Although, we say, the State has all the right to engage in personal or heroic reification, we should not be easily prodded to join the bandwagon. We believe, to reiterate, those who struggle and pass away in their struggle did not simply struggle to get recognition. They entered the realm of jihad fii sabilillah (struggle in Divine path) with the highest ideal. Thus, they should not simply be objectified for worldly show.

These are our reflections in the way we have to make sense in chronicling history especially if done without providing real answer whose interest it serves and who would benefit from it.

What we know is that those people who struggle in the past had nothing in mind but for their people, their children and their children’s children and the generations to come, to smell the scent of freedom and to exercise their comprehensive right of self-determination so that they become like other free peoples of the world.

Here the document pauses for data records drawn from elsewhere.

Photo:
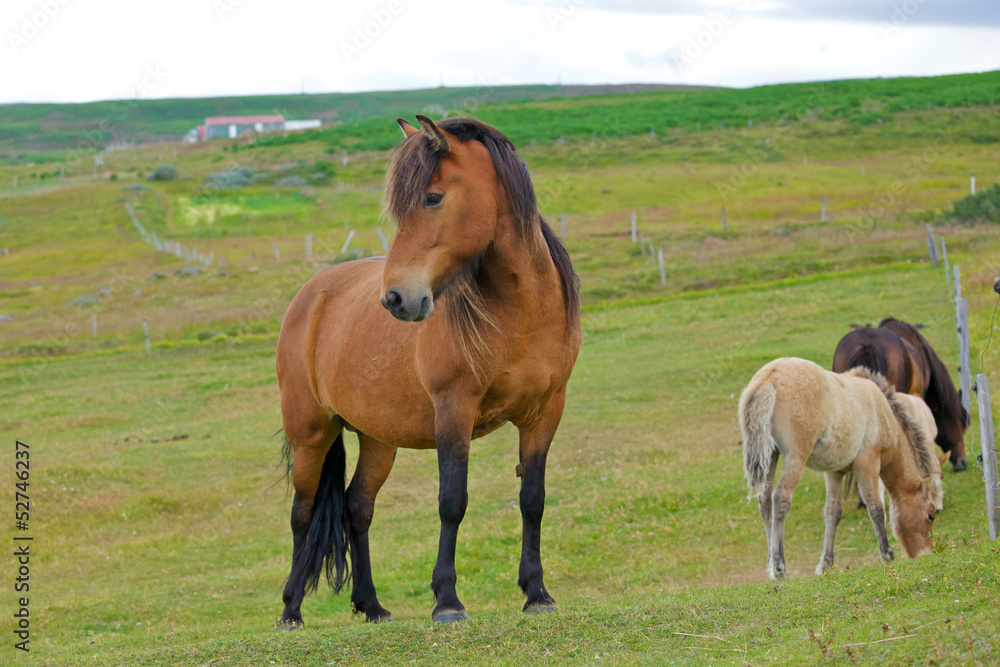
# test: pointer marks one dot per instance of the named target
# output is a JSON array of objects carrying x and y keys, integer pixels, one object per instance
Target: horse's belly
[{"x": 826, "y": 457}]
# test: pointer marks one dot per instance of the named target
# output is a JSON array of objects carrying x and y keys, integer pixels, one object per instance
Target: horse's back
[{"x": 823, "y": 417}]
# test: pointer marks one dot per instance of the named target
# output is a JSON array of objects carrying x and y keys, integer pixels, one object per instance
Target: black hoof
[
  {"x": 541, "y": 608},
  {"x": 450, "y": 616}
]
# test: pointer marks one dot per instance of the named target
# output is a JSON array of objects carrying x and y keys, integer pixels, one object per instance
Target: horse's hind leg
[
  {"x": 374, "y": 463},
  {"x": 309, "y": 449},
  {"x": 781, "y": 500},
  {"x": 764, "y": 504},
  {"x": 868, "y": 487},
  {"x": 833, "y": 512}
]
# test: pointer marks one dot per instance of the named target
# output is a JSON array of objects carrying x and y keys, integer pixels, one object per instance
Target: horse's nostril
[{"x": 393, "y": 300}]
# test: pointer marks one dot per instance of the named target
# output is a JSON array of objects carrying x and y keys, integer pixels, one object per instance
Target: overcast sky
[{"x": 82, "y": 50}]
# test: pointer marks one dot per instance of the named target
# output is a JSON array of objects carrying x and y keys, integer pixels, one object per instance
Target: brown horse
[
  {"x": 898, "y": 351},
  {"x": 479, "y": 326}
]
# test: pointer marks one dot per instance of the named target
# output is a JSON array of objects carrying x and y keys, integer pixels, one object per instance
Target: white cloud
[{"x": 101, "y": 49}]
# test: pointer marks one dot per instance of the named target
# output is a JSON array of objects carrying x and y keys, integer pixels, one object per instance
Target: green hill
[{"x": 27, "y": 129}]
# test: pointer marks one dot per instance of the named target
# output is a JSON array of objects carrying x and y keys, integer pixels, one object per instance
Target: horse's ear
[
  {"x": 438, "y": 141},
  {"x": 407, "y": 128}
]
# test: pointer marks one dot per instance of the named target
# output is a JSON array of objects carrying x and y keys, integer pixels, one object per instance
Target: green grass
[{"x": 155, "y": 548}]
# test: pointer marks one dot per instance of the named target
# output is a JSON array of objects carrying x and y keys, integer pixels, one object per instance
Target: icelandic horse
[{"x": 479, "y": 325}]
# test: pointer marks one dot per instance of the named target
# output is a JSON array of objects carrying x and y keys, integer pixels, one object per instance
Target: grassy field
[{"x": 160, "y": 521}]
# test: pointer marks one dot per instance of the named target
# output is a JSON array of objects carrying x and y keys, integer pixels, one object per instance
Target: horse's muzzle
[{"x": 408, "y": 307}]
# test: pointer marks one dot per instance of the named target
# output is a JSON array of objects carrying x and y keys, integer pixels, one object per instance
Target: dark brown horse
[
  {"x": 898, "y": 351},
  {"x": 479, "y": 325}
]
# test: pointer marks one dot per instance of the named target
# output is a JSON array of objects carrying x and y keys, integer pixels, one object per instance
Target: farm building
[
  {"x": 218, "y": 127},
  {"x": 230, "y": 127}
]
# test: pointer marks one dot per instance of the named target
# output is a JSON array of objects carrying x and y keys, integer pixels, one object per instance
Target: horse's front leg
[
  {"x": 868, "y": 488},
  {"x": 375, "y": 461},
  {"x": 834, "y": 510},
  {"x": 781, "y": 503},
  {"x": 534, "y": 449},
  {"x": 453, "y": 432}
]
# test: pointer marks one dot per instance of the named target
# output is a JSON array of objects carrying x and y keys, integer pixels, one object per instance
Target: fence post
[
  {"x": 947, "y": 266},
  {"x": 931, "y": 245},
  {"x": 347, "y": 242},
  {"x": 989, "y": 449},
  {"x": 962, "y": 307}
]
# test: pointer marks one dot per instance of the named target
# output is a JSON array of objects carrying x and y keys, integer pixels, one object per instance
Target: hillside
[
  {"x": 162, "y": 522},
  {"x": 29, "y": 129}
]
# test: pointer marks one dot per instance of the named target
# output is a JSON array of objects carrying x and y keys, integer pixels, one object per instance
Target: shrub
[
  {"x": 165, "y": 172},
  {"x": 291, "y": 182},
  {"x": 232, "y": 178}
]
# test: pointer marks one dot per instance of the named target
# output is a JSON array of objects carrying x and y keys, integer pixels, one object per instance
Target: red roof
[{"x": 243, "y": 120}]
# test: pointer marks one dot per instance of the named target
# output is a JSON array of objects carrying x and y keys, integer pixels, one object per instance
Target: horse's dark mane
[
  {"x": 869, "y": 356},
  {"x": 941, "y": 390},
  {"x": 414, "y": 164}
]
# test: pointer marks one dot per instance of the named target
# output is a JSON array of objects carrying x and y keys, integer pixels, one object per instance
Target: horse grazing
[
  {"x": 836, "y": 423},
  {"x": 479, "y": 325},
  {"x": 897, "y": 350}
]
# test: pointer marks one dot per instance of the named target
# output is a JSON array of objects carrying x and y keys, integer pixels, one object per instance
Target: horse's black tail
[
  {"x": 871, "y": 357},
  {"x": 327, "y": 544}
]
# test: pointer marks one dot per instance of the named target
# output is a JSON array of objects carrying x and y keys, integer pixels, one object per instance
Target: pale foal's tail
[{"x": 756, "y": 411}]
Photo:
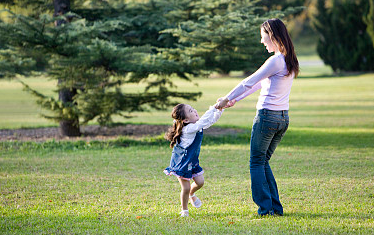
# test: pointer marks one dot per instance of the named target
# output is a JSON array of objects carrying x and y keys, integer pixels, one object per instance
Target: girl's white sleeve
[
  {"x": 208, "y": 119},
  {"x": 270, "y": 67}
]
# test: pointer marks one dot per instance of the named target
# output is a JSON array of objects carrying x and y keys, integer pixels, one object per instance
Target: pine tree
[
  {"x": 92, "y": 66},
  {"x": 343, "y": 42},
  {"x": 95, "y": 52},
  {"x": 369, "y": 21}
]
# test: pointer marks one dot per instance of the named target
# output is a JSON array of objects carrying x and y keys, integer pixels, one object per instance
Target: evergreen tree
[
  {"x": 369, "y": 21},
  {"x": 93, "y": 67},
  {"x": 98, "y": 50},
  {"x": 343, "y": 42}
]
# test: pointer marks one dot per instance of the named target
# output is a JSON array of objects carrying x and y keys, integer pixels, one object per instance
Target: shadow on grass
[
  {"x": 327, "y": 215},
  {"x": 313, "y": 138},
  {"x": 299, "y": 138},
  {"x": 334, "y": 75}
]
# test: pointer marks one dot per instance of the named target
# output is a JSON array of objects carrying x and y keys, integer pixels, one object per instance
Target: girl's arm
[
  {"x": 208, "y": 119},
  {"x": 270, "y": 67}
]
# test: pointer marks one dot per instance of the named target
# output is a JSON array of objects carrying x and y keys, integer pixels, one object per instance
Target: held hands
[{"x": 223, "y": 103}]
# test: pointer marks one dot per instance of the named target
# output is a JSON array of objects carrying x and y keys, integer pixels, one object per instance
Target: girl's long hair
[
  {"x": 174, "y": 133},
  {"x": 278, "y": 34}
]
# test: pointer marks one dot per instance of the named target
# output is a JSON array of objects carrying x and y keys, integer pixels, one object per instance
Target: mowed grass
[{"x": 324, "y": 167}]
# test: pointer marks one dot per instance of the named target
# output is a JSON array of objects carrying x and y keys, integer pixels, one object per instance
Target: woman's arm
[
  {"x": 269, "y": 68},
  {"x": 253, "y": 82},
  {"x": 248, "y": 92}
]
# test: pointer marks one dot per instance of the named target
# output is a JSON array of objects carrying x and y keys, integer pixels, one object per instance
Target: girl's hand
[{"x": 230, "y": 104}]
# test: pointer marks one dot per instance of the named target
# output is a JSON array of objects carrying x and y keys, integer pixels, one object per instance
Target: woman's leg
[
  {"x": 196, "y": 185},
  {"x": 277, "y": 206},
  {"x": 186, "y": 187}
]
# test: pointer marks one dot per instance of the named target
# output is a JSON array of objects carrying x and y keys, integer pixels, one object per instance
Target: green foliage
[
  {"x": 343, "y": 42},
  {"x": 104, "y": 46},
  {"x": 225, "y": 34},
  {"x": 91, "y": 62},
  {"x": 369, "y": 21}
]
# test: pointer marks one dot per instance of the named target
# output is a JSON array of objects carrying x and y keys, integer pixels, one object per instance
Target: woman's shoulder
[{"x": 276, "y": 60}]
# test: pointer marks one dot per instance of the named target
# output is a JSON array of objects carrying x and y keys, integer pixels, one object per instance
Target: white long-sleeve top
[
  {"x": 275, "y": 85},
  {"x": 208, "y": 119}
]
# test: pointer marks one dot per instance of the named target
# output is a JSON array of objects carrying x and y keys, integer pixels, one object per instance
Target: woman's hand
[
  {"x": 230, "y": 104},
  {"x": 221, "y": 103}
]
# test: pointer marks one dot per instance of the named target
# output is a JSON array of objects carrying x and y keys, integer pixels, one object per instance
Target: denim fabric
[
  {"x": 185, "y": 162},
  {"x": 268, "y": 129}
]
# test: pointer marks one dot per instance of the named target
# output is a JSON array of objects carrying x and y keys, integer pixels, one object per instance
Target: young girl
[{"x": 185, "y": 138}]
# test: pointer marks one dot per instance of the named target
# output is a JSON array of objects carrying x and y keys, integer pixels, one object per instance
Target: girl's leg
[
  {"x": 186, "y": 187},
  {"x": 196, "y": 185}
]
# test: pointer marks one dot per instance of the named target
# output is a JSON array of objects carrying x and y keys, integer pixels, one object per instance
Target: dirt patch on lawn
[{"x": 100, "y": 133}]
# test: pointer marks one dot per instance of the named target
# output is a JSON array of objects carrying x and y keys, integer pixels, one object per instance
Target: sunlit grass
[{"x": 325, "y": 178}]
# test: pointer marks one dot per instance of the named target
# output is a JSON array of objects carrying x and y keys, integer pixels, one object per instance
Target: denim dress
[{"x": 184, "y": 162}]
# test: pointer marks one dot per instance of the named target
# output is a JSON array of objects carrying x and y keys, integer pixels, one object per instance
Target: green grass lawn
[{"x": 324, "y": 168}]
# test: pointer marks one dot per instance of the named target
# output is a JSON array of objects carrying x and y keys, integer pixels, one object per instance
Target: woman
[{"x": 274, "y": 78}]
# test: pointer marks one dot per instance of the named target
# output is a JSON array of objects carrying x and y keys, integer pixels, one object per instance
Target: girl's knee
[
  {"x": 186, "y": 190},
  {"x": 199, "y": 183}
]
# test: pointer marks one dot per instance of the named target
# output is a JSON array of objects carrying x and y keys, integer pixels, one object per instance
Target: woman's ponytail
[{"x": 175, "y": 132}]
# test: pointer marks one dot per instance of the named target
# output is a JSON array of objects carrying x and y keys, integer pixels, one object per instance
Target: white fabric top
[
  {"x": 189, "y": 132},
  {"x": 275, "y": 85}
]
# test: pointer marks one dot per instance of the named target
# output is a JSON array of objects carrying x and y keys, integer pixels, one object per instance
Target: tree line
[{"x": 95, "y": 49}]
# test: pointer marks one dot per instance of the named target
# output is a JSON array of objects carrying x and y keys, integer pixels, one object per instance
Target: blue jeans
[{"x": 268, "y": 129}]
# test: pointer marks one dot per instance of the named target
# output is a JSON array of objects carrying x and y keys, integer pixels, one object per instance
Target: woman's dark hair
[
  {"x": 278, "y": 34},
  {"x": 174, "y": 133}
]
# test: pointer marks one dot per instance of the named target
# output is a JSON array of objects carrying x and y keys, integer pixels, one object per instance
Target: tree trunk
[{"x": 67, "y": 127}]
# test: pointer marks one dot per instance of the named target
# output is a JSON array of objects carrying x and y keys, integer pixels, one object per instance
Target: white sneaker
[
  {"x": 184, "y": 213},
  {"x": 197, "y": 203}
]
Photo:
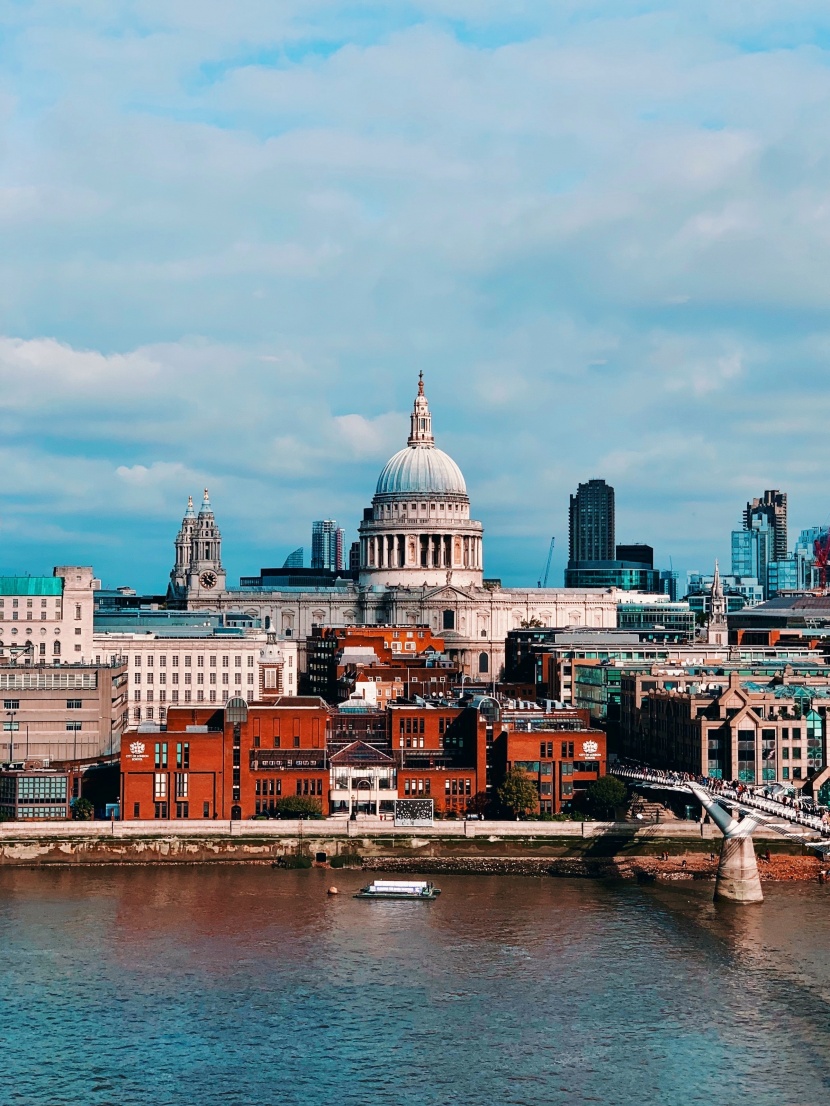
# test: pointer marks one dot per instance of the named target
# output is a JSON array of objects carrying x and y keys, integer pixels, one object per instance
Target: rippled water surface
[{"x": 245, "y": 985}]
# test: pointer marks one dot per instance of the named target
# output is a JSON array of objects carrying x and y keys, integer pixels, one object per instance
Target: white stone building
[
  {"x": 422, "y": 563},
  {"x": 48, "y": 619},
  {"x": 199, "y": 670}
]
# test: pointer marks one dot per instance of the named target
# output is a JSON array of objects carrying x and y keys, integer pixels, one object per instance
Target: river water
[{"x": 194, "y": 987}]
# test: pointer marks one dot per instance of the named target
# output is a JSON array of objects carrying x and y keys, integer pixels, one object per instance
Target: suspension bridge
[{"x": 736, "y": 814}]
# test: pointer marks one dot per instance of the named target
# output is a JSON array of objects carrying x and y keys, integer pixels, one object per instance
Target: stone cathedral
[{"x": 421, "y": 563}]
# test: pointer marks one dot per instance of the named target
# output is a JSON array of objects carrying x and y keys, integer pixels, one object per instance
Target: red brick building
[
  {"x": 229, "y": 763},
  {"x": 442, "y": 754},
  {"x": 560, "y": 751}
]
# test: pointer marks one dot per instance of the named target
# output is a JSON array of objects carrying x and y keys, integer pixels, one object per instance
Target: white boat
[{"x": 400, "y": 889}]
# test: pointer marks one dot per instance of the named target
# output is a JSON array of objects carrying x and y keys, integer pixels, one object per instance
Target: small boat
[{"x": 400, "y": 889}]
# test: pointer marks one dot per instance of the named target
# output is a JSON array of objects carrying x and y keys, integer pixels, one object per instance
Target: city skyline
[{"x": 226, "y": 270}]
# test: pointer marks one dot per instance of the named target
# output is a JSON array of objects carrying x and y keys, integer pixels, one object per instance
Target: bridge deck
[{"x": 784, "y": 820}]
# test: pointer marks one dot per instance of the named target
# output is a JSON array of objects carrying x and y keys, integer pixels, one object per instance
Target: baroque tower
[{"x": 198, "y": 569}]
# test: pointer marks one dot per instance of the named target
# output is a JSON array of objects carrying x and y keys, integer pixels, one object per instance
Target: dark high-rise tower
[
  {"x": 774, "y": 509},
  {"x": 592, "y": 522},
  {"x": 327, "y": 545}
]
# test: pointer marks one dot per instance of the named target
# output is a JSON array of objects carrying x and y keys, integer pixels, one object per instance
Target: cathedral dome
[{"x": 421, "y": 470}]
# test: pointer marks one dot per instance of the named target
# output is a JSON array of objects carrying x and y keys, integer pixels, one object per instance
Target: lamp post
[{"x": 10, "y": 726}]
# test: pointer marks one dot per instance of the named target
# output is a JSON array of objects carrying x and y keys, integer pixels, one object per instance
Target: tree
[
  {"x": 518, "y": 793},
  {"x": 82, "y": 810},
  {"x": 605, "y": 794},
  {"x": 299, "y": 806}
]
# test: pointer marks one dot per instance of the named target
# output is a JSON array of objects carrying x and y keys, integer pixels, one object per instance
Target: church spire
[{"x": 421, "y": 432}]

In the end, freedom is the arbiter of history as it is the guarantee where aggrieved peoples would not be subjected to perpetual oppression. By that time, when freedom is in their hands, the oppressed would be in the better position to project what they want of their history. [MindaViews is opinion section of MindaNews. Thi khutbah (with major revision) was delivered at the UP-Institute of Islamic Studies on 08 May 2015. Julkipli Wadi is Professor of Islamic Studies, University of the Philippines].